Data Science Blog Post - Covid-19, Time To Get Out?
May 5, 2020
Table of Contents
- Project Motivation
- File Descriptions
- Licensing, Authors, and Acknowledgements
The code runs with Python version 3.6.3. There are a large number of libraries required to run this notebook. Those are for ARIMA, BOKEH, and "regular libraries". Please go to the # import libraries cell which is near the top of the notebook for the definitive list.
It can be difficult to get accurate and time sensitive information on how countries are doing at present during the SARS-2 pandemic (COVID-19 is the illness, the pandemic is the virus). Exploring factors potentially related to outcomes is important as a means to consider further outcome prediction. Key factors are likely related to government and public health leadership and the potential for actual public adoption of mitigation strategies for the virus.
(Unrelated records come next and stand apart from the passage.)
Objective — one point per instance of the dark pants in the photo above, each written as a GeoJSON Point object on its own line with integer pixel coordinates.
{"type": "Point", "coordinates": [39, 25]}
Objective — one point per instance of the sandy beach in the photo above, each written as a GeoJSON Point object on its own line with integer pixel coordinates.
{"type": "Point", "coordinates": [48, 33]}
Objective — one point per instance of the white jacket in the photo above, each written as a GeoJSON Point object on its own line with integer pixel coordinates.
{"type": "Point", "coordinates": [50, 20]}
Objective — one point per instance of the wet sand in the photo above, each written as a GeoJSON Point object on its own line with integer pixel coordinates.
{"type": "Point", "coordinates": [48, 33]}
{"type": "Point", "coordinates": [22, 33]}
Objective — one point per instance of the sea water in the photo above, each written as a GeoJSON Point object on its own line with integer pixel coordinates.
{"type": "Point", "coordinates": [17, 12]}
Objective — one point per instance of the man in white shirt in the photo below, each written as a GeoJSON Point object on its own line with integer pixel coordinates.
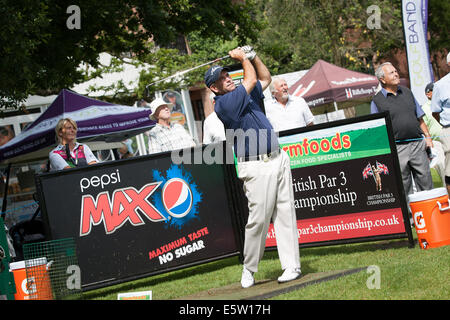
{"type": "Point", "coordinates": [284, 111]}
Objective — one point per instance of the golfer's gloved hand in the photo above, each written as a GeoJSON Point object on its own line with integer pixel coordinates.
{"type": "Point", "coordinates": [249, 52]}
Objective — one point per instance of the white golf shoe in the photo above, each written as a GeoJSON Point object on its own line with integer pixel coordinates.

In this post, I answer 4 questions that should provide some insight into this very important issue.
- Q1: Who are the best and worst countries dealing with Covid-19?
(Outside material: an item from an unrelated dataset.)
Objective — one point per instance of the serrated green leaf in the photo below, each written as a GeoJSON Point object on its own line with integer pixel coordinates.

- Q2: Which countries have flattened or are flattening the curve?
- Q3: Can I see a global geographic representation of infections?
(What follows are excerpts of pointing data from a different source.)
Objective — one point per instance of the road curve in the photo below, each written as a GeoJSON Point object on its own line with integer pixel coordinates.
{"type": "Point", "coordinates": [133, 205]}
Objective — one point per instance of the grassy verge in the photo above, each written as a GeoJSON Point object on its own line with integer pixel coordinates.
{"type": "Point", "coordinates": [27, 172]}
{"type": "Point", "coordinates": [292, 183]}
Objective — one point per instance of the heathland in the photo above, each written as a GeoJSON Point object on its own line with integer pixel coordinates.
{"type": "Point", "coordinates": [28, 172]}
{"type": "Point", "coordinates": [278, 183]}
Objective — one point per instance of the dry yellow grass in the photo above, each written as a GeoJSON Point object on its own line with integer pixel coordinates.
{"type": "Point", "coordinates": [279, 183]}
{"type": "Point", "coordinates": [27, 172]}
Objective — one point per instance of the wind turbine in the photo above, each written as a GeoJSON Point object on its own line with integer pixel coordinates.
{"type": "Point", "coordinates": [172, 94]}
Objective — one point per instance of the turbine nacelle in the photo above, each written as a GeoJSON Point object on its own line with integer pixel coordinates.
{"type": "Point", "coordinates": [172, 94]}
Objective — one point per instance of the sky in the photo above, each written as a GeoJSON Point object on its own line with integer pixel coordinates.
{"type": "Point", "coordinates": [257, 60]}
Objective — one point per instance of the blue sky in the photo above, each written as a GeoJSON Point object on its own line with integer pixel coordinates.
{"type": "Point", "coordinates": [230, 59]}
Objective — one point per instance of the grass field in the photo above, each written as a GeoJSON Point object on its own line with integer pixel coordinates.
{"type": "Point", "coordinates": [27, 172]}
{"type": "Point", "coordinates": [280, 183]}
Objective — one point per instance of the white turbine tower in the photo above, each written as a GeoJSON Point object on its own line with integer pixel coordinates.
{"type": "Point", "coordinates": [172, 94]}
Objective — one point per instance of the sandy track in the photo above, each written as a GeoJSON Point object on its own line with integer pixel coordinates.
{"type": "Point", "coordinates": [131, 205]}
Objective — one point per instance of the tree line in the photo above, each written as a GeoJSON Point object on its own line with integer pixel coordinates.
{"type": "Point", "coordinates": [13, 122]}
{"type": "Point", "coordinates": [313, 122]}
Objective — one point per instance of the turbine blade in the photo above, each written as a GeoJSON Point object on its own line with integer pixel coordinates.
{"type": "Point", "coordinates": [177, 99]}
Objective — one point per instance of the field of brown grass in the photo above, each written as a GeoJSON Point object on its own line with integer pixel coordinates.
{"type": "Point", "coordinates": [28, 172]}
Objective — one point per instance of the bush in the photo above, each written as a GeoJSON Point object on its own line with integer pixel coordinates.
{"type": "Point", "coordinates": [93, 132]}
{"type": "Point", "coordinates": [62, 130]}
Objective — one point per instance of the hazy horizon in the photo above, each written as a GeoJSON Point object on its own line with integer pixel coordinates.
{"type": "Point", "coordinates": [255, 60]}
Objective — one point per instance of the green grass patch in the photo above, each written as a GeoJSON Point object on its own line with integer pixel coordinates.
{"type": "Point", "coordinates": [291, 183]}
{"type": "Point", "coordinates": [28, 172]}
- Q4: What is the projected global mortality by December 31, 2020?
The following data files (available in this repository) are required.
I am using data from John Hopkins University. There is a GitHub repository that holds this data. To refresh it just go to https://github.com/CSSEGISandData/COVID-19 and hit the Clone of download button. It will ask to launch GitHub Desktop and will update it automatically.
The data for median income and population comes from https://worldpopulationreview.com/countries/median-income-by-country/
World Bank Country Codes https://wits.worldbank.org/wits/wits/witshelp/content/codes/country_codes.htm
Transparency International Dataset https://www.transparency.org/cpi2019
This is the source for the geopandas choropleth map https://towardsdatascience.com/a-complete-guide-to-an-interactive-geographical-map-using-python-f4c5197e23e0
The results are published in this blog post. A quick summary is this.
- 24 of 28 countries (that met the cutoffs) have a flattening of the curve presently. That is VERY encouraging.
- It is surprising to see rich countries struggle with this virus. There is a saying that democracies get the type of leadership that they deserve. Hopefully this is a wake up call that electing incompetent politicians with massive character flaws to the highest office in the land can and does cause death. This time those deaths are being counted. They are not hidden in Syria, Afghanistan, etc. They are right in the home countries that have weak leadership.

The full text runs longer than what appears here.